Each day for several recent months, the campus shuttle picked up Lorraine Ancic at Kiwanis Family House (KFH), delivered her to nearby UC Davis Medical Center for her cancer treatments, and then completed the loop. She became very familiar with that circular route that returned her to the comfort and support of her temporary home. Prior to the recent holidays, Lorraine checked out of KFH for her eventual hospice care. When her son called us to report her passing, he reinforced how much Lorraine valued our services during her stay here.
Speaking of circles, one of my favorite annual Kiwanis Family House fundraisers – the March in March – is rapidly approaching. This year’s date is Saturday, March 11. We depend on this event as much as we depend on any revenue source to keep our doors open and continue serving patients like Lorraine and their families.
The pre-march “Hands Around the House” celebration, where we completely encircle Kiwanis Family House with a human chain, is among the most notable activities of the day. It requires more than 250 people to complete an unbroken chain. The primary activity of the day, of course, is the march itself, a two-hour time period in which participants walk laps around the building in order to fulfill their commitment to individuals who have pledged their financial support. For these reasons, we could almost call the event Circle Day.

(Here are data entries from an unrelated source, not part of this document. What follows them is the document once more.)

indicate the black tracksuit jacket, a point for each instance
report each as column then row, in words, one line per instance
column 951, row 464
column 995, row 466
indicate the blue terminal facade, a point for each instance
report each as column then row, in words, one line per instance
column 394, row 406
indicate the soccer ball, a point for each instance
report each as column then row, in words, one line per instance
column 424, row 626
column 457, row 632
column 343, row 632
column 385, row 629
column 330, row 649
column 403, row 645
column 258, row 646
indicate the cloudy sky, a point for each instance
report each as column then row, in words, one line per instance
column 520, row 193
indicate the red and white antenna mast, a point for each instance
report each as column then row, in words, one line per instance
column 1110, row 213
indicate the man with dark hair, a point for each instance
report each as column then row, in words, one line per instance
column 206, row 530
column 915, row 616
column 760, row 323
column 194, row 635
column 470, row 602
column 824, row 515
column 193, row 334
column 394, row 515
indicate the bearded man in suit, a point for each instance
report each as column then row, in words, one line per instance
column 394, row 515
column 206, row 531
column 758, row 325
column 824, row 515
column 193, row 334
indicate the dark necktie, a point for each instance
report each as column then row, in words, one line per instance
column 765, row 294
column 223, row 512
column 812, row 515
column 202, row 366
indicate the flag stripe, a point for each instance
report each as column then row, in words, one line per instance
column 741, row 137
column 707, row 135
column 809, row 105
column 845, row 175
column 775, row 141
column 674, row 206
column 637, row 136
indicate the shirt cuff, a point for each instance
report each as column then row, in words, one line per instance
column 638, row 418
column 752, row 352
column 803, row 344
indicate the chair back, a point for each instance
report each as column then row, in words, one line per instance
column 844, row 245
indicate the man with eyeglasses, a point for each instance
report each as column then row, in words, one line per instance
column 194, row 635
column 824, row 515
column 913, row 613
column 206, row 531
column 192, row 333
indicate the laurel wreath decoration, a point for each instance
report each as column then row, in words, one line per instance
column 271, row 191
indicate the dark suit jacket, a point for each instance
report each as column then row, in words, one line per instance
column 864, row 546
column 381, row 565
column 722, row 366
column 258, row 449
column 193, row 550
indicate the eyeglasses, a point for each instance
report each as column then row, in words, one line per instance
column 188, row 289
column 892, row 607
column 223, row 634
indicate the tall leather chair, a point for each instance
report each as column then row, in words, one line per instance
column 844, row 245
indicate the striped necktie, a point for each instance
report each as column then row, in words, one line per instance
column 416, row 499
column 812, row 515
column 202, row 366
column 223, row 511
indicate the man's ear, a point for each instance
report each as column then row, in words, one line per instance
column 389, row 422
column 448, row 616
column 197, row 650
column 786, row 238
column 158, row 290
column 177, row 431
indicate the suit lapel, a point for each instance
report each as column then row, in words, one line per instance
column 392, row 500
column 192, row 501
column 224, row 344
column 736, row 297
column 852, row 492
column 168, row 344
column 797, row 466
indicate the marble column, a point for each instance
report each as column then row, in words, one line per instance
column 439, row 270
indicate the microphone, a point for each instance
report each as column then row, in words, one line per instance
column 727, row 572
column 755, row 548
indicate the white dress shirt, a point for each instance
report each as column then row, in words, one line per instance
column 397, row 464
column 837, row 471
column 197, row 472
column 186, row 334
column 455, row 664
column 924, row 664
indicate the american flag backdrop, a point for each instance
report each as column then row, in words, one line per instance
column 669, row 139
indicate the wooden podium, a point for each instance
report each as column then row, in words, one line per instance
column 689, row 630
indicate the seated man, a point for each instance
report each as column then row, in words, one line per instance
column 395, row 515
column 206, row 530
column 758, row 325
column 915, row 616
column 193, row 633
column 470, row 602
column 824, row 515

Why do we find circles so fascinating? Throughout human history, many have answered this question in a multitude of ways. Not surprisingly, the various reflections have shared some of these common themes.
Circles have no start or end. Their completeness suggests infinity and harmony. When we venture out, circles always bring us home. They are inclusive, warm, comforting, and give a sense of love. Circles protect – they shield what’s inside and keep things out. They offer safety and connection. Circles suggest community, integrity, and perfection.
In cruising the internet, I learned that musicians employ what they call the “circles of fourths” and the “circles of fifths” to ensure harmony in their compositions. I learned that farmers employ circle irrigation to achieve efficiency in water usage. Corporate executives organize quality circles to identify, analyze, and resolve work-related problems. Students and avid readers enhance their appreciation through literature circles. Then there is baseball, in which the home run allows you to circle the bases and return home safely.
We see concepts here that are so fundamentally Kiwanis. So fundamentally Kiwanis Family House. We value continuous service to others, infinite hard work and compassion, a world in harmony. We value inclusiveness, safety, and security.
Please consider lining up pledges and marching with us on March 11. You can come early for the free (circular) pancake breakfast. If you are unable to join us that day, please consider sponsoring someone (like me) who will be marching. I’d be happy to accept your $10 pledge. You can be assured that your contribution will allow us to fulfill our charitable mission.
Circle K members from Sacramento State University are again serving as organizers and hosts for March in March. Fitting.